Some questions: why doesn't this collapse to finding the mode?

The reason is that at equilibrium each individual random walk metropolis step goes either up or down in the distribution equally, so some points are heading into the tail, and others into the core. If we get close to the mode, the RWMH has more ways to go away from the mode and so we will get directions that mostly point away from it. If we get too far from the mode, RWMH will tend to ratchet upwards and give us a direction back into the typical set.
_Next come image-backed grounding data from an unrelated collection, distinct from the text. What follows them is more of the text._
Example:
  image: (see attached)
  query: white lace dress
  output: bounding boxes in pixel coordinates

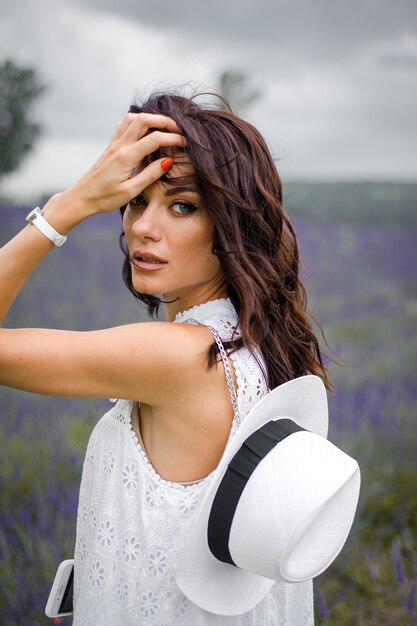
[73,298,314,625]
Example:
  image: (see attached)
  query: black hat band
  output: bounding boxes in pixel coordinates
[207,418,306,566]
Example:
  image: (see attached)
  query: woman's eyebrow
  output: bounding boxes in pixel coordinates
[165,185,199,196]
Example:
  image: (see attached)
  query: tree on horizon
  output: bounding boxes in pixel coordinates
[217,69,262,114]
[0,59,46,182]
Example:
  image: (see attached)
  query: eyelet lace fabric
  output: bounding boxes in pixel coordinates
[73,298,314,625]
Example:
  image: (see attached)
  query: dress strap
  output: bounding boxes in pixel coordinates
[185,318,241,427]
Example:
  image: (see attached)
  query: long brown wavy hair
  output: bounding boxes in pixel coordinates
[119,90,333,391]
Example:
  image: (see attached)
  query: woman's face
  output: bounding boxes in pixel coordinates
[122,161,227,319]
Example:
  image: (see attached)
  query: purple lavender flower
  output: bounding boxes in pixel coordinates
[314,583,330,621]
[391,540,406,585]
[407,581,416,619]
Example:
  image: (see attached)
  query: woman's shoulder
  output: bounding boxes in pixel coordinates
[120,320,225,404]
[106,297,240,406]
[144,319,218,363]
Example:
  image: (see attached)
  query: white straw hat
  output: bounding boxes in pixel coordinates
[175,375,360,616]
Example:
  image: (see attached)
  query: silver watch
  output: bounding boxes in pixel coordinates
[26,207,68,247]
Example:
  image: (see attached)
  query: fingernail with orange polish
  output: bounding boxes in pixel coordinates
[161,158,173,172]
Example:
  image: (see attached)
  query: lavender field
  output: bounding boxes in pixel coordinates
[1,183,416,625]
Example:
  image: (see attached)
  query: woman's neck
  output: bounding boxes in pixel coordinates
[164,285,229,322]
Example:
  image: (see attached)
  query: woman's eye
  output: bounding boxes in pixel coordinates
[171,200,198,215]
[129,195,147,207]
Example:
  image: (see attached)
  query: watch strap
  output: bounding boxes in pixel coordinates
[26,207,67,247]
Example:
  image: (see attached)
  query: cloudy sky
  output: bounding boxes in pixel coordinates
[1,0,416,200]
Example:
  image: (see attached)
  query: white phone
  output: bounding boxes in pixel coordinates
[45,559,74,618]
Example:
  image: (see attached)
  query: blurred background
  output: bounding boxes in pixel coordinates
[0,0,416,624]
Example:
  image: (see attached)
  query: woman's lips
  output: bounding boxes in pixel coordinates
[131,256,167,271]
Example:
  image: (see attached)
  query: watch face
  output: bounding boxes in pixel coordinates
[26,207,40,222]
[24,208,67,246]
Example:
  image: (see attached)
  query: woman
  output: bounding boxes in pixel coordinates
[0,92,331,624]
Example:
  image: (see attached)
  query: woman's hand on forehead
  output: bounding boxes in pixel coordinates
[62,112,187,216]
[111,112,181,142]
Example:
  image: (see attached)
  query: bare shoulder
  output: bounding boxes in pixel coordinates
[142,321,219,391]
[125,319,214,361]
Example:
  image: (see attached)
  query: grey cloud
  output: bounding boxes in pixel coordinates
[1,0,416,193]
[71,0,417,63]
[378,52,417,70]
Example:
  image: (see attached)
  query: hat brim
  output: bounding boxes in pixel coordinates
[176,375,328,615]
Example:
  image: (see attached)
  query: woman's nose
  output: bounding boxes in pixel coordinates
[131,202,162,242]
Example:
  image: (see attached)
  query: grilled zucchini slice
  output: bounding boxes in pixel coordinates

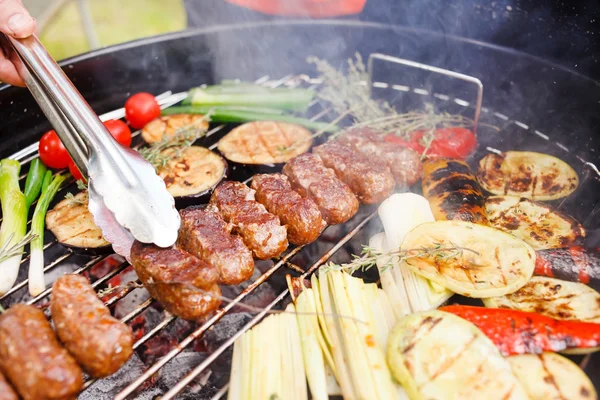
[217,121,313,164]
[486,196,585,250]
[477,151,579,201]
[141,114,209,144]
[386,310,528,400]
[400,221,536,298]
[156,146,227,198]
[508,353,597,400]
[46,191,110,251]
[484,276,600,322]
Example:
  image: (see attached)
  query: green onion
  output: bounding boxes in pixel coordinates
[41,170,53,190]
[23,158,48,209]
[0,159,27,295]
[162,106,338,133]
[188,84,314,112]
[28,173,67,296]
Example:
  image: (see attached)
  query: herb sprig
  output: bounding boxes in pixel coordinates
[320,242,480,275]
[0,232,37,264]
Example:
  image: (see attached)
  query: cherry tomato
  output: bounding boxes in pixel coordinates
[124,92,161,129]
[67,159,86,182]
[38,130,70,169]
[427,127,477,158]
[103,119,132,147]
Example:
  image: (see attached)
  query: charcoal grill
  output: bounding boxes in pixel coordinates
[0,20,599,399]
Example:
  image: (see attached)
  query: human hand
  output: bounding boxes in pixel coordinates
[0,0,36,86]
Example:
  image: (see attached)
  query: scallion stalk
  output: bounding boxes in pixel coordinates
[188,85,315,112]
[23,158,48,209]
[162,105,338,133]
[0,159,27,295]
[28,173,67,296]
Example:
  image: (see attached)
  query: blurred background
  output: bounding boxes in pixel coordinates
[24,0,600,80]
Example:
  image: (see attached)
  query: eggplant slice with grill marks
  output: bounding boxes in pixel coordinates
[141,114,209,144]
[46,191,111,253]
[157,145,228,204]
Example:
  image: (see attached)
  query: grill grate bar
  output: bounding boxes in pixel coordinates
[103,279,142,308]
[18,239,66,265]
[210,384,229,400]
[133,315,178,351]
[121,298,155,324]
[160,212,377,399]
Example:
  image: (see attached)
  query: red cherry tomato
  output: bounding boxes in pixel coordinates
[67,159,86,182]
[38,130,70,169]
[427,127,477,158]
[103,119,132,147]
[124,92,161,129]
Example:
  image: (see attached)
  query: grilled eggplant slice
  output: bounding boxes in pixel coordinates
[157,146,227,201]
[141,114,209,144]
[400,221,536,298]
[486,196,585,250]
[484,276,600,322]
[508,353,597,400]
[217,121,313,164]
[477,151,579,201]
[386,310,528,400]
[46,191,110,252]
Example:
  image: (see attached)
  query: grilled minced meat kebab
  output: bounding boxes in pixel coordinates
[0,371,18,400]
[50,274,134,378]
[210,181,289,260]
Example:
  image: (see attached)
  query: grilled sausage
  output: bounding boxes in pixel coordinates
[210,181,289,259]
[50,274,134,378]
[0,304,83,400]
[422,158,489,225]
[177,205,254,284]
[282,153,359,225]
[336,128,422,188]
[251,173,326,245]
[0,371,18,400]
[535,246,600,291]
[131,241,222,321]
[312,141,395,204]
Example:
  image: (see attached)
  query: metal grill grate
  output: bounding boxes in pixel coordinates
[1,63,598,399]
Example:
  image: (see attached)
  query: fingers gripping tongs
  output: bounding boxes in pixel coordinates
[4,34,181,260]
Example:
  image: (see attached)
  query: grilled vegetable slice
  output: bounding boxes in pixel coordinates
[156,146,227,198]
[386,310,528,400]
[46,191,110,251]
[400,221,536,298]
[141,114,209,144]
[217,121,313,164]
[484,276,600,322]
[508,352,597,400]
[422,158,489,225]
[440,305,600,356]
[486,196,585,250]
[477,151,579,201]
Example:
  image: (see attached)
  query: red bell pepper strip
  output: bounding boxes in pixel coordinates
[439,305,600,356]
[534,247,600,291]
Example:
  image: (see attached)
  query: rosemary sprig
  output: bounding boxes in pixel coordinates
[0,232,37,264]
[139,113,212,169]
[64,192,85,205]
[320,242,480,275]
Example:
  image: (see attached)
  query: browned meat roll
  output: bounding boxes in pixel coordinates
[251,173,326,245]
[210,181,289,259]
[177,205,254,285]
[0,304,83,400]
[312,141,395,204]
[0,371,19,400]
[422,158,489,225]
[50,274,134,378]
[336,128,422,188]
[282,153,359,225]
[131,242,222,321]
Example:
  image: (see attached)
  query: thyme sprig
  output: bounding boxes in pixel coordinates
[0,232,37,264]
[139,113,212,169]
[320,242,480,275]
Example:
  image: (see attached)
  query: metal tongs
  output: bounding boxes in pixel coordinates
[4,34,181,260]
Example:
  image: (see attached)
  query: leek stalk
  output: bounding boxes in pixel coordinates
[162,105,338,133]
[0,159,27,295]
[29,173,68,295]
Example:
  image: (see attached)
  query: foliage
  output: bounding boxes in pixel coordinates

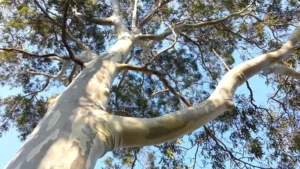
[0,0,300,168]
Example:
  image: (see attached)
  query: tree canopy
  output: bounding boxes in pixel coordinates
[0,0,300,168]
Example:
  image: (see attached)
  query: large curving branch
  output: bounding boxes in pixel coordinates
[102,24,300,148]
[136,6,250,41]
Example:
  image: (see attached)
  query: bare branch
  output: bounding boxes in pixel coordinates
[74,12,114,25]
[112,0,121,16]
[138,0,172,28]
[147,21,178,64]
[61,0,84,67]
[151,89,169,97]
[131,0,139,31]
[21,59,72,85]
[212,23,300,99]
[22,71,57,78]
[137,7,251,41]
[66,64,78,85]
[212,49,230,71]
[0,48,67,61]
[117,71,127,88]
[35,0,85,67]
[192,143,200,169]
[6,78,50,115]
[65,30,89,51]
[131,149,138,169]
[56,60,71,79]
[117,50,134,88]
[118,64,192,106]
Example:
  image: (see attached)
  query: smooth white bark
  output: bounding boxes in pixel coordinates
[264,64,300,79]
[4,0,300,168]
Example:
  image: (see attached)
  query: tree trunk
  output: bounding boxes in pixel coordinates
[4,2,300,168]
[4,35,134,169]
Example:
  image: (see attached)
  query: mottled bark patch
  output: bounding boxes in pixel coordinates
[96,73,105,83]
[46,110,61,131]
[70,141,91,169]
[146,100,216,140]
[146,121,188,140]
[27,129,60,161]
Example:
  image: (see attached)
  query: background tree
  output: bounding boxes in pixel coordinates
[0,0,299,168]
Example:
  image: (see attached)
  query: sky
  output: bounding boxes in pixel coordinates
[0,3,285,166]
[0,55,274,169]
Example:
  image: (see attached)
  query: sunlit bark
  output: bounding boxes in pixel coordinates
[4,0,300,168]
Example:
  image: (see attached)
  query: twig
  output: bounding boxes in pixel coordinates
[131,150,138,169]
[180,33,215,78]
[212,49,230,71]
[147,21,178,64]
[151,89,169,97]
[192,143,200,169]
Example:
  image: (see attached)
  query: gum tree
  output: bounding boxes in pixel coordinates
[0,0,300,168]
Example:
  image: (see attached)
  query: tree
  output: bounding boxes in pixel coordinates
[0,0,299,168]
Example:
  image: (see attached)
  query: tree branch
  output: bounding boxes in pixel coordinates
[213,48,273,117]
[118,64,192,106]
[56,60,71,79]
[147,21,178,64]
[131,0,139,31]
[0,48,67,61]
[35,0,85,67]
[138,0,172,28]
[112,0,121,16]
[22,71,57,78]
[66,64,78,85]
[61,0,84,67]
[151,89,169,97]
[137,6,251,41]
[6,78,50,116]
[21,59,72,85]
[65,30,89,51]
[263,64,300,79]
[108,24,300,148]
[74,12,114,25]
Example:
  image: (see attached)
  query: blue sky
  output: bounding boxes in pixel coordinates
[0,57,274,169]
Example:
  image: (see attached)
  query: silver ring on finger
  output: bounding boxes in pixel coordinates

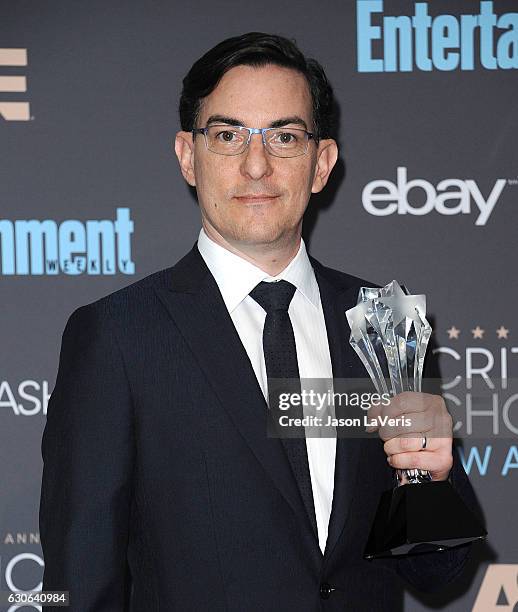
[421,434,427,450]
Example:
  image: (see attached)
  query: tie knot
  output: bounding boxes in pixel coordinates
[250,280,297,313]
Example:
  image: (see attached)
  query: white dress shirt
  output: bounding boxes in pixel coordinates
[197,228,336,554]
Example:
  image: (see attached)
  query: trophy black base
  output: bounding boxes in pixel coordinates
[364,480,487,559]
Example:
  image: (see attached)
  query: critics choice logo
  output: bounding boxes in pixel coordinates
[0,208,135,275]
[434,323,518,479]
[357,1,518,72]
[362,167,507,226]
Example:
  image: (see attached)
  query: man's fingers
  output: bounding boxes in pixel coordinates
[383,391,430,418]
[365,401,383,431]
[366,391,436,433]
[383,433,436,456]
[366,392,452,437]
[387,449,453,473]
[377,411,434,441]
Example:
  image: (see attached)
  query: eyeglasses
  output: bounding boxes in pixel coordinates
[192,124,316,158]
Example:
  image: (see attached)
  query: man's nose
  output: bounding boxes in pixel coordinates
[240,133,273,180]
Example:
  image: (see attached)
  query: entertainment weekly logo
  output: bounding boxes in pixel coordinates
[362,167,507,226]
[357,1,518,72]
[0,208,135,275]
[0,48,30,121]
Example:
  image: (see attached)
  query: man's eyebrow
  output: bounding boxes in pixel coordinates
[205,115,243,126]
[204,114,309,130]
[269,116,308,130]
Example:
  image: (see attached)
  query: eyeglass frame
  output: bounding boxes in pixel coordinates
[191,124,317,158]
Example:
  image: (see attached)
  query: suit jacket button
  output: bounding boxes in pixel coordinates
[320,582,333,599]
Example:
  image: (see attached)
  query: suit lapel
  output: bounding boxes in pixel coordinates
[154,246,321,559]
[311,260,368,561]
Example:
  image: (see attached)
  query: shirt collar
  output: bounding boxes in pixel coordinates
[197,227,320,313]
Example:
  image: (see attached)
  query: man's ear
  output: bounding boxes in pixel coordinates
[311,139,338,193]
[174,131,196,187]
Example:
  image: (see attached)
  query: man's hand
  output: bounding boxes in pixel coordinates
[366,391,453,482]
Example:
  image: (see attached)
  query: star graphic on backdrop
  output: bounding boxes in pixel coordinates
[496,326,509,339]
[447,326,460,339]
[471,326,485,339]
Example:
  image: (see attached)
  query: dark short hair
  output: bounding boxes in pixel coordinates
[179,32,337,141]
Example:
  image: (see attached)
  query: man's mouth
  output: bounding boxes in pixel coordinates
[234,194,280,203]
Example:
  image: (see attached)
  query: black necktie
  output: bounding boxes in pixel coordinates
[249,280,318,537]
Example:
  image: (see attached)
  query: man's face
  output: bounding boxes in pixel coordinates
[175,64,337,249]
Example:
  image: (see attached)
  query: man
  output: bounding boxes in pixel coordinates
[40,32,477,611]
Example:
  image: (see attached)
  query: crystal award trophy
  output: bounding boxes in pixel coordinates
[346,281,486,559]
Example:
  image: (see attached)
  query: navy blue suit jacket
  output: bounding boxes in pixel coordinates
[40,245,475,611]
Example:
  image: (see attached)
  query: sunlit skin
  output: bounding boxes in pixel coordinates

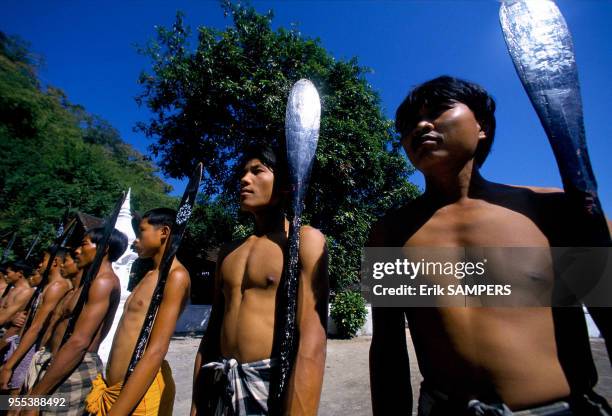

Is this any better than random walk?

I don't know, intuitively we're using a random walk to get a random perturbation direction that at equilibrium leaves the ensemble in equilibrium. So in the direction of this perturbation, we're moving along the typical set manifold. We do so in a way that more or less equally weights all points that we visited which were in the typical set (ie. if the entropy is constant along our curve, then we go to any of those points equally likely). It seems likely that this devolves to a random walk when the typical set is highly curved, and works more like HMC when the typical set is elongated. Now, Stan detects when there is a lot of curvature and drops the step size, but it then keeps the same step size for all the trajectories. so the computation required is based on the worst case. Perhaps this other technique for following the typical set as an ensemble is more robust to allowing larger step size when it's warranted? Also, it doesn't require calculating gradients. In some sense, the RWMH step finds us a direction which is pointed along the typical set, and so has zero ensemble entropy gradient on average.

The nice thing is, I have been working on some example problems in Julia, so I think I have most of the requirements in place to test this on some example problems. I'll report back.